It’s been a tough week for associate cricket. The global spread of the novel coronavirus, COVID-19, has been responsible for the cancellation of three tournaments in the space of 4 days.
First to fall was a hotly anticipated 50 over quadrangular series between the women’s teams of Ireland, Zimbabwe, Netherlands and hosts Thailand. With all four set to participate in the Women’s World Cup Qualifier in Sri Lanka in July, the loss of match practice will be a hinderance for the hopes of all four teams of upsetting the odds and qualifying for the 2021 Women’s World Cup
Thursday then saw the Everest Premier League, Nepal’s premier franchise T20 league, ‘postponed’ over coronavirus fears. The 4th edition of the tournament looked set to be the biggest in its history, with the likes of Chris Gayle and Corey Anderson lured to the country for the first time. Whilst organisers have endeavoured to reschedule the tournament for the earliest date at which it is safe and practical, the likelihood is that it won’t be before the start of the wet season in June, and so October appears to be the earliest possible date, in the start of the 2020-2021 season.
The third and most recent casualty was the postponement of the 2nd round of Cricket World Cup Challenge League A, set to be held in Malaysia later this month and feature Canada, Singapore, Qatar, Denmark and Vanuatu, alongside the hosts. As an ICC tournament as part of the 2023 World Cup qualifying process, the likelihood is that it will be replayed later in the year.

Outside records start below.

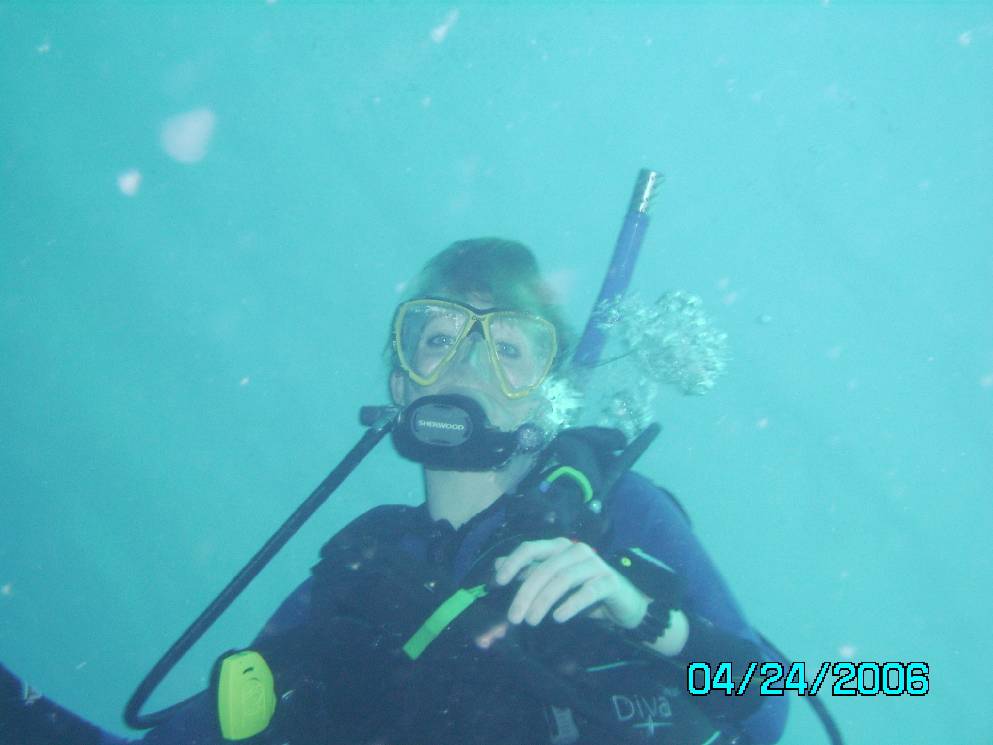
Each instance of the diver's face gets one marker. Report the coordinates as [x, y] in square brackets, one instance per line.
[471, 373]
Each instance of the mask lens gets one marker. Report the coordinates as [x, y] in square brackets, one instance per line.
[427, 334]
[523, 348]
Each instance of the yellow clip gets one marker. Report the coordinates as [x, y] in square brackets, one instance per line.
[246, 695]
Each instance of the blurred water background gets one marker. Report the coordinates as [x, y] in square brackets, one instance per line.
[207, 213]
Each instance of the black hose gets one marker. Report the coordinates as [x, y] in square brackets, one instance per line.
[379, 428]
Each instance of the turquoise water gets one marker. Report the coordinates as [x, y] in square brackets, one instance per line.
[207, 215]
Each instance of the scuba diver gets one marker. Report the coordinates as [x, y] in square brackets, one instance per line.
[542, 593]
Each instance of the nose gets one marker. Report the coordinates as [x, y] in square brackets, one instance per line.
[474, 356]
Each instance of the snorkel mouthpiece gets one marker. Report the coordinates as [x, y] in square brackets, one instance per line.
[452, 433]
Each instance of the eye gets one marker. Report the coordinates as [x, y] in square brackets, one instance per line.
[439, 341]
[509, 351]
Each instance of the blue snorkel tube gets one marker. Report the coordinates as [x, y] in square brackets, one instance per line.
[594, 338]
[618, 277]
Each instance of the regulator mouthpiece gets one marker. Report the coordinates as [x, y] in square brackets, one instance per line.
[452, 433]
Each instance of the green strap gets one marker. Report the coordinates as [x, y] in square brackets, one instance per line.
[578, 476]
[441, 618]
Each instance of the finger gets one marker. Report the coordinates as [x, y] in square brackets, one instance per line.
[525, 554]
[542, 574]
[594, 591]
[559, 586]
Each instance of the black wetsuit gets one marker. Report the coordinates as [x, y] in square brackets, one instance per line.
[334, 648]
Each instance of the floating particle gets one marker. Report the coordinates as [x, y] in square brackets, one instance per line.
[128, 182]
[185, 137]
[439, 32]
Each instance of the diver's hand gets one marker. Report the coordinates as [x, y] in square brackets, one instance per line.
[551, 569]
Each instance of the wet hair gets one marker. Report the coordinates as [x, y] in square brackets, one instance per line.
[503, 271]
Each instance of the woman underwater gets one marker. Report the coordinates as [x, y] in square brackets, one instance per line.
[542, 593]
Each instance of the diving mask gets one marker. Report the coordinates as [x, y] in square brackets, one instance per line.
[428, 334]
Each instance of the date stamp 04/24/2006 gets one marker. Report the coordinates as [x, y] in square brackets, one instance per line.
[776, 678]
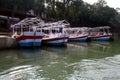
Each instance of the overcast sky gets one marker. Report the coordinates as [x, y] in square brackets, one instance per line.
[111, 3]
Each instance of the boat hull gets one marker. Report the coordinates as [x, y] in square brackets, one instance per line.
[55, 41]
[29, 41]
[78, 38]
[101, 38]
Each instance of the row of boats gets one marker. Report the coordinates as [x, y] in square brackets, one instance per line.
[33, 32]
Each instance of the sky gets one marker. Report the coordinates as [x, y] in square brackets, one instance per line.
[112, 3]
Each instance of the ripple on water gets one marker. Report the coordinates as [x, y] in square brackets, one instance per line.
[27, 72]
[97, 69]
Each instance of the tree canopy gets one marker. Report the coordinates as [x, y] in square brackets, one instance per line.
[77, 12]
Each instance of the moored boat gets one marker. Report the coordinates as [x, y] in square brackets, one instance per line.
[26, 33]
[77, 34]
[100, 33]
[54, 37]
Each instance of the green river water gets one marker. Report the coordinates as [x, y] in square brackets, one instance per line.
[77, 61]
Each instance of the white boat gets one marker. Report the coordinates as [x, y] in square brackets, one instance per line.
[26, 33]
[77, 34]
[100, 33]
[54, 37]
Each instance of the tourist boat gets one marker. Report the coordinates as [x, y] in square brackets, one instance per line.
[54, 36]
[26, 34]
[100, 33]
[77, 34]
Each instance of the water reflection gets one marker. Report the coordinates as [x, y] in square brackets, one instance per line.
[79, 47]
[29, 53]
[100, 47]
[96, 69]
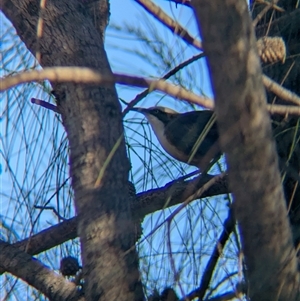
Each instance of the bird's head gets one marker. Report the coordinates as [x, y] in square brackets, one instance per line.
[157, 115]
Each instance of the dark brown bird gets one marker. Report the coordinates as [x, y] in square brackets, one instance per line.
[190, 137]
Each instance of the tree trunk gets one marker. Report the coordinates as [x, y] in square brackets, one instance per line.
[246, 138]
[93, 122]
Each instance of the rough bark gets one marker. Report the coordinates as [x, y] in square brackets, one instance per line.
[246, 138]
[286, 128]
[93, 122]
[23, 266]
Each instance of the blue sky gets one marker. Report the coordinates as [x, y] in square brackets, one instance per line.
[159, 169]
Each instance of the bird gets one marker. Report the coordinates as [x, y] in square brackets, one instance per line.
[190, 137]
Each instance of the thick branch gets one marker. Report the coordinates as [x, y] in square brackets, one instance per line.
[23, 266]
[246, 138]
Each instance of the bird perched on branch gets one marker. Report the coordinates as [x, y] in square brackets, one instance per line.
[190, 137]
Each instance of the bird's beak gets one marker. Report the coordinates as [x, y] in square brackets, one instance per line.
[140, 110]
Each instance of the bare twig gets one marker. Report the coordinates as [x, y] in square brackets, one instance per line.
[208, 272]
[143, 94]
[174, 26]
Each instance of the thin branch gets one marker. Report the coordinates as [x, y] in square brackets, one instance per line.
[45, 104]
[210, 267]
[280, 91]
[86, 75]
[174, 26]
[32, 271]
[146, 203]
[143, 94]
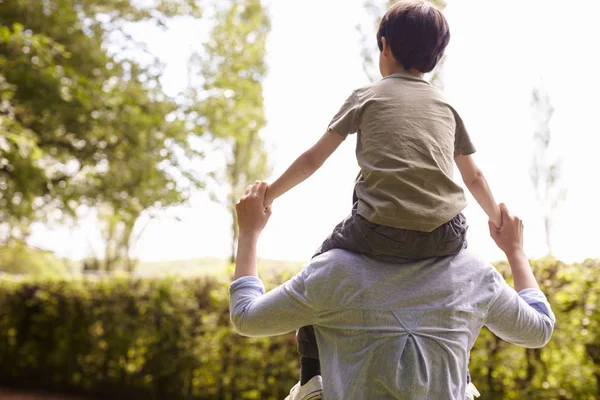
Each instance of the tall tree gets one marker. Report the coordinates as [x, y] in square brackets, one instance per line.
[376, 9]
[545, 168]
[82, 122]
[233, 68]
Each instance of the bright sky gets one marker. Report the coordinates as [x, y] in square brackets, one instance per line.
[498, 52]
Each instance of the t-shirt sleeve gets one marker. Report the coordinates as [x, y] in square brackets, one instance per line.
[462, 142]
[347, 119]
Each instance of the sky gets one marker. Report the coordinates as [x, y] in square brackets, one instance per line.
[499, 51]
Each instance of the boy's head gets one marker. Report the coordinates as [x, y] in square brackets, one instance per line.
[414, 34]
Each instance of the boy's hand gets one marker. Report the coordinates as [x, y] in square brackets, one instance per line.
[509, 237]
[497, 219]
[251, 212]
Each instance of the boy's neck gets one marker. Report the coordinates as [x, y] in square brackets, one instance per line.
[399, 69]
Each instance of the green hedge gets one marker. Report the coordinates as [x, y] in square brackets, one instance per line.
[171, 339]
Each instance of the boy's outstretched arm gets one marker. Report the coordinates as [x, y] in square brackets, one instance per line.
[477, 185]
[305, 165]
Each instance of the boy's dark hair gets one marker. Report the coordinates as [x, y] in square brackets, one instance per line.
[417, 33]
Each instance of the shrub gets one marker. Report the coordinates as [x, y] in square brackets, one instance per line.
[171, 338]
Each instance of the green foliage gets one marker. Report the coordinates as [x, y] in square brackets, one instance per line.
[233, 68]
[171, 338]
[569, 366]
[18, 258]
[82, 122]
[122, 338]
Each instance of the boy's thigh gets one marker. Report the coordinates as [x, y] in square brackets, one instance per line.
[307, 342]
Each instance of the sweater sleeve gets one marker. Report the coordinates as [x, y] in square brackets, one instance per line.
[283, 309]
[523, 318]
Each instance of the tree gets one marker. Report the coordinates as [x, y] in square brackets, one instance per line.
[545, 168]
[84, 125]
[376, 9]
[233, 68]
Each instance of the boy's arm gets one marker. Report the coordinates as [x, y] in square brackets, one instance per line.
[477, 185]
[305, 165]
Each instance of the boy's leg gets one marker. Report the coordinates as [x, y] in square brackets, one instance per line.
[309, 354]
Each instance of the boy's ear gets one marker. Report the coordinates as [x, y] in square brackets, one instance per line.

The loss or delay of these three tournaments will not be the last, but most likely the early warning system in what could be a tsunami of cancellations and postponements of sporting events across the world (and not just limited to cricket). Threats will be posed to the summer Olympic Games in Japan and even to the behemoth that is the IPL should the virus’ spread accelerate across India.
For associate nations, particularly those who have already confirmed and booked fixtures in the first half of this year, the threat is not only either to the cricket matches or the health of players and support staff, but also the health of the respective board’s finances. For the Netherland and Namibia, who were set to play a six-match tour in Windhoek over late March and early April, the boards may well find that the money spent on travel and accommodation arrangements may not be refundable should the tour not go ahead. Boards will effectively be spending money for matches they aren’t playing and when on shoe-string budgets as many associates are, the consequences will make themselves felt.
Such impacts could well be felt among the 5 associates – Oman, Scotland, Papua New Guinea and the aforementioned Netherlands and Namibia – who travel to Australia for the T20 World Cup in October. Whilst the worst of the virus will likely be long gone by then, the loss of match practice will be hurtful to the hopes and chances of these sides qualifying for the 2nd round of the tournament and springing upsets along the way.
Among the most threatened will be the European summer. As governments brace themselves and look to delay the worst of any outbreaks until warmer months in the hope that the presumed seasonal nature of the virus will make its spread and effect slower, it could have a knock on effect on the start of the cricket season in Europe.
Ireland plays host to its first two legs of their Cricket World Cup Super League campaign against Bangladesh and New Zealand in May and June. Should these matches be postponed, it could well inflict further injury to the financial woes faced by Cricket Ireland in the past year, which has left the board on shaky ground. Scotland and the Netherland’s flagship fixtures in June and July could also be impacted, which would be a huge loss as these board push for more high profile fixtures.
2020 was shaping up to be an explosive year of growth for European cricket; the impact of global international status in T20s, coupled with a series of World Cup qualifying tournaments and the expansion of the European Cricket League and nascent European Cricket Series had resulted in massive numbers of fixtures set to be played over the summer. COVID-19 could well mean that many of these fixtures are delayed or not played, stalling the impressive progress that was made in establishing the game in previous years.
Whilst the spread of COVID-19 is largely unpredictable, the shadow it casts will certainly leave the cricketing world reeling, but in the same way the least resourced governments are the least able to mitigate the impacts and spread of the virus, the least resourced crickets boards are likely to feel the greatest strain.
All we can do is wait with bated breath.